PHOENIX 6/8/2020– Dr. William Schaffer is helping to shake up science. And he’s doing it using teeth. As an anthropology professor and archaeologist, Dr. Schaffer is also the Chair of the Liberal Arts Department at Phoenix College. His expertise is in biological anthropology and archaeology, or bioarchaeology - specifically the study of ancient bones and teeth in context.
You can tell a lot about a civilization from teeth – like where ancient peoples have lived, migrated and more. In this case, Science magazine is interested in what Dr. Schaffer and his colleagues have learned – because it shakes up the traditional thinking that DNA couldn’t be extracted from ancient skeletal and dental tissues from tropical climates.
“The Caribbean islands appear to be the last part of the Americas to be settled by humans,” said Schaffer. “We do not know precisely how it was done, and from whence the people came conclusively. Archaeologists have noticed - from associations with pottery - that some populations may have come from mainland South America.”
Scholars debate that Caribbean island populations could have originated from North, Central, and South America, or all the above. One popular assumption is the Caribbean Sea was populated via island hopping, starting with one island to the next and so on.
But as Schaffer said, “This leaves little room for ideas about interaction, interconnectedness, and even back migration. We are now seeing more conclusive evidence that the Caribbean Sea was a well-traversed system of waterways, just like the Eisenhower Interstate Highway System.”
The team’s research in the forthcoming Science paper uses ancient DNA recovered from 93 individuals that lived throughout the Caribbean between 400 and 3200 years ago. “What we found was evidence for three migratory waves: two earlier dispersions into the Western Caribbean prior to the invention of pottery, that could be related to contemporaneous migratory events occurring in North American, and then a third of ceramic-making peoples from South America,” noted Schaffer.
How does a scientist get into such a niche? This is a culmination of more than ten years of work. In the late 2000s, Schaffer helped a group of archeologists at Preacher’s Cave, a sea cave located on the northern aspect of the island of Eleuthera in the Bahamas. Inside, they found some of the most intact human remains of the Lucayans, the people that eventually discovered Christopher Columbus and his crew in 1492.

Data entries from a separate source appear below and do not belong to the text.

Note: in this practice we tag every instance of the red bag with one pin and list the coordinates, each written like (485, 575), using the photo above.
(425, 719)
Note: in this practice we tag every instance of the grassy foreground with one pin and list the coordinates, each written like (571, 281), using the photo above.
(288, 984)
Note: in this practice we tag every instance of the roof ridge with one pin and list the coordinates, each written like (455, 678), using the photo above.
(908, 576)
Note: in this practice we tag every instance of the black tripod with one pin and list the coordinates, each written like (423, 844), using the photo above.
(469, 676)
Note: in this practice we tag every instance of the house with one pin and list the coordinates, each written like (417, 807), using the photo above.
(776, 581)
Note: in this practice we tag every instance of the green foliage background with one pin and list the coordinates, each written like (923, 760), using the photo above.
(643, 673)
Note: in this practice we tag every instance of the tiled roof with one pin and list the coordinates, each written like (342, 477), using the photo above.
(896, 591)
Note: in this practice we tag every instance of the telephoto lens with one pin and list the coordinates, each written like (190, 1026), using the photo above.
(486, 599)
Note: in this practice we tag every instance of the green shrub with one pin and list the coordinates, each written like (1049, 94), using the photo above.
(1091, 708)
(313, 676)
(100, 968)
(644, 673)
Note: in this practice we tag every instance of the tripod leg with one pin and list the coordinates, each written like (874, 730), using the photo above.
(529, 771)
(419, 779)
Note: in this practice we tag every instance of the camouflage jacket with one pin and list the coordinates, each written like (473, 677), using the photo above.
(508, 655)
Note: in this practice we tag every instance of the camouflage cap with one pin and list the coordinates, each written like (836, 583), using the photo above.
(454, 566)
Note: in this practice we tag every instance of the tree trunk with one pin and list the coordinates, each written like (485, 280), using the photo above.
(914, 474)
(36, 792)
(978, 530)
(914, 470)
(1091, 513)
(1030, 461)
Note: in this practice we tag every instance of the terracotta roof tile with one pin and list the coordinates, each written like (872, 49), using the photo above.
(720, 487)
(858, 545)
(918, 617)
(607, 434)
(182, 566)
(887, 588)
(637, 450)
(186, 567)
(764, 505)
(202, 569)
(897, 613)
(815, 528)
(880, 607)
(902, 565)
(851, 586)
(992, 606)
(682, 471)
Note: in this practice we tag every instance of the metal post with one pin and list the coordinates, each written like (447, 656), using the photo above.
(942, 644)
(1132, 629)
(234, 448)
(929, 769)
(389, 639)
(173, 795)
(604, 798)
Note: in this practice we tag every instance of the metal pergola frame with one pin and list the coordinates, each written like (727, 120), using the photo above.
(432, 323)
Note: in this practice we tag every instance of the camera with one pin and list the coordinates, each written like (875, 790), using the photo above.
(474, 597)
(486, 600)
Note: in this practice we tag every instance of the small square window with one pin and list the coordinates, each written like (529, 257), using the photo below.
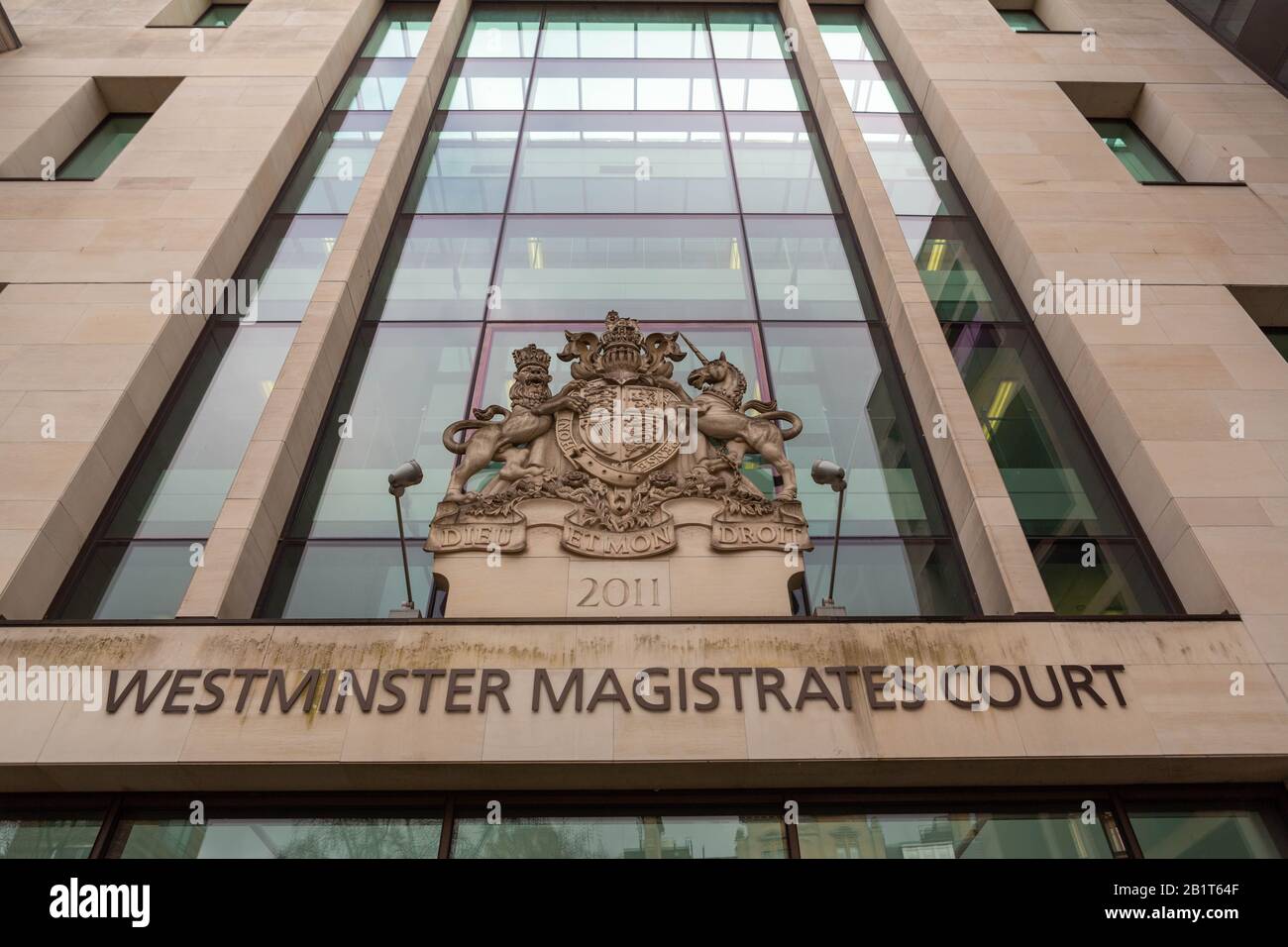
(1024, 22)
(101, 149)
(1133, 150)
(220, 14)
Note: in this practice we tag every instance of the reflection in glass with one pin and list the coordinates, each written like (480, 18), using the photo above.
(130, 581)
(579, 268)
(335, 163)
(888, 578)
(804, 268)
(220, 14)
(596, 31)
(623, 85)
(437, 268)
(1024, 21)
(347, 581)
(101, 149)
(781, 165)
(1133, 150)
(848, 35)
(181, 483)
(286, 261)
(906, 161)
(465, 163)
(621, 836)
(1112, 579)
(872, 86)
(500, 31)
(957, 270)
(1054, 483)
(760, 85)
(623, 163)
(485, 85)
(838, 380)
(399, 33)
(281, 838)
(48, 836)
(1205, 834)
(373, 85)
(400, 388)
(742, 34)
(952, 835)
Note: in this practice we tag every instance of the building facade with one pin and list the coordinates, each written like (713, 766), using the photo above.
(1019, 270)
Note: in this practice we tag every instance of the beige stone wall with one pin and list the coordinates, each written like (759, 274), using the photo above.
(1159, 395)
(1180, 722)
(77, 339)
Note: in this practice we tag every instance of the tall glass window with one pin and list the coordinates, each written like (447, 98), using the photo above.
(142, 554)
(661, 161)
(1086, 545)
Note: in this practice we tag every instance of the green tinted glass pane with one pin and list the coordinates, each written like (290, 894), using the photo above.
(874, 86)
(566, 268)
(781, 165)
(623, 85)
(333, 167)
(1203, 9)
(957, 270)
(284, 264)
(1203, 834)
(1279, 339)
(888, 578)
(742, 34)
(400, 388)
(906, 161)
(605, 33)
(282, 838)
(1024, 21)
(399, 33)
(44, 836)
(347, 579)
(465, 165)
(373, 85)
(838, 380)
(1096, 578)
(485, 85)
(621, 836)
(437, 268)
(1233, 17)
(1052, 480)
(142, 579)
(584, 162)
(952, 835)
(101, 149)
(760, 85)
(804, 268)
(183, 480)
(220, 14)
(848, 34)
(498, 31)
(1131, 147)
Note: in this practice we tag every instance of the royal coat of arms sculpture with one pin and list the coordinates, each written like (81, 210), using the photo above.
(622, 463)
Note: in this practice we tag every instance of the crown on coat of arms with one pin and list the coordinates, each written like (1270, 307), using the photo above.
(531, 355)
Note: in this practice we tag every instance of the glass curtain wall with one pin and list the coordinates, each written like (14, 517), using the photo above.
(661, 161)
(1083, 539)
(142, 556)
(1247, 822)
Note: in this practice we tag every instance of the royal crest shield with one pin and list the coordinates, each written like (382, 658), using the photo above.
(626, 431)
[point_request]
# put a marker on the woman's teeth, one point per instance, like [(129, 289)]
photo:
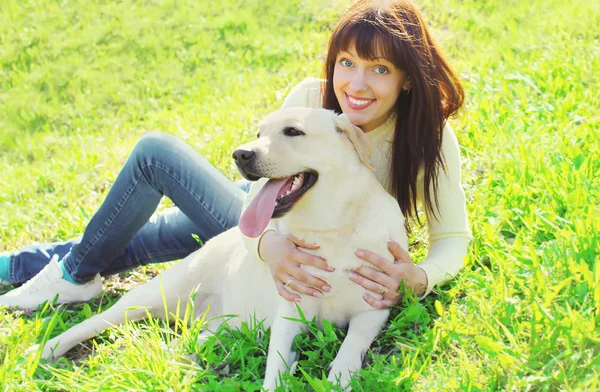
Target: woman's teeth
[(358, 101)]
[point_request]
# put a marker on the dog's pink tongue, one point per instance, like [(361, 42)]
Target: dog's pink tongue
[(256, 217)]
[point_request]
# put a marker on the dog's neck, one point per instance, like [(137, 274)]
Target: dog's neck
[(334, 203)]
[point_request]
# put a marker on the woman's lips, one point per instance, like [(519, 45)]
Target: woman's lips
[(356, 103)]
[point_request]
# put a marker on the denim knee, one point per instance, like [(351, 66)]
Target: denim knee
[(154, 144)]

That work got the attention of like-minded scholars who started contacting Dr. Schaffer, asking about his research. One of those researchers was Dr. Hannes Schroeder of The Globe Institute at the University of Copenhagen in Denmark. Hannes was curious about the teeth recovered from the cave.
“They were conducting this groundbreaking research that allowed them to extract nuclear and mitochondrial DNA from archaeological dental tissues. It was fascinating,” said Schaffer. “The problem was that even ten years ago, scientists were skeptical if ancient DNA could be extracted from archaeological skeletal and dental tissues recovered from tropical environments. For many of my colleagues and I, we have upended this notion.”
Those colleagues? They are from all over the world, including those at the Max Planck Institute in Germany.
The study was funded by the Max Planck Society, the European Research Council and the Social Sciences and Humanities Research Council of Canada and conducted in the context of the ERC Synergy Project Nexus1492 and the SSHRC Project on Cuban Population Diversity.
“This type of research changes our assumptions about bodies of water as insurmountable obstacles for human habitation hundreds if not thousands of years ago. Also, as archaeologists, we likely underestimate the seafaring abilities of past peoples,” said Schaffer.
He is now working on a team to examine how populations moved around specific island chains, like the Bahamas, looking at population histories on a smaller scale.